Mas, antes que as vozes da minha cabeça chegassem numa conclusão. O
velho saiu e sentou-se em outro lado, deixando a mulher em paz. Eu suspirei
aliviado. Gostaria de dizer que foi porque nada aconteceu e a mulher estava em
paz, mas provavelmente meu alívio se deu pelo fato da situação ter acabado de
forma pacífica e espontânea sem precisar de interferência, principalmente minha.
Como se um peso, uma responsabilidade que eu teria que cumprir e não sabia se
conseguiria, de repente, não existisse mais.
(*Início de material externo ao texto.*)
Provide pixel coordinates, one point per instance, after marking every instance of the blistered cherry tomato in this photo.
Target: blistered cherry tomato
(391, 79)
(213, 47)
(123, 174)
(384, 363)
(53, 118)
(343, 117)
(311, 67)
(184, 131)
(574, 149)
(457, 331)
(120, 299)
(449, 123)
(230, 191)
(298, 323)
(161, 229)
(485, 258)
Horas depois me peguei pensando nesse pequeno diálogo na minha cabeça
e só me dei conta de como o meu subconsciente é machista, mesmo quando
tenta fazer o certo. Uma das vozes solenemente ignorava a ideia de assédio
moral. Eu – e consequentemente as vozes – não conseguia ouvir o que o velho
estava falando para a mulher. Imagina as atrocidades que ele pode ter dito, as
propostas indecorosas e indecentes? Meu Deus, o homem pode ter até ameaçado
a mulher, como poderia saber?
Por outro lado, a voz que tentava me convencer a me levantar e agir tentou
me convencer apelando para a empatia, mas não tentou me colocar no lugar da
mulher, mas dos familiares dela. Oras, para reconhecer a aberração que é um
assédio moral ou físico eu tenho que me colocar no lugar do irmão da vítima, não
no lugar da vítima? “Imagine como o irmão dela vai se sentir” é assim que a
minha mente tentou me convencer? A minha mente é impossibilitada de se
colocar no lugar de uma mulher ou ela acha que não precisa, que a experiência
da mulher não importa?
Credo!
Por um lado minha cabeça queria me convencer de que eu não devia nada
a ninguém, que aquilo não era meu problema. Por outro queria me convencer
que era quase um dever meu “como homem” fazer alguma coisa. Como homem
ou como cidadão?
Estou perdido. Espero que a mulher esteja bem, que tudo que ela se
lembre do dia seja de ter sido abordada por um velho chato que logo foi embora.
É muito fácil não fazer nada. Fico me perguntando quantas pessoas no ônibus
tiveram diálogos similares nas suas cabeças. Qual voz será que venceu na cabeça
deles?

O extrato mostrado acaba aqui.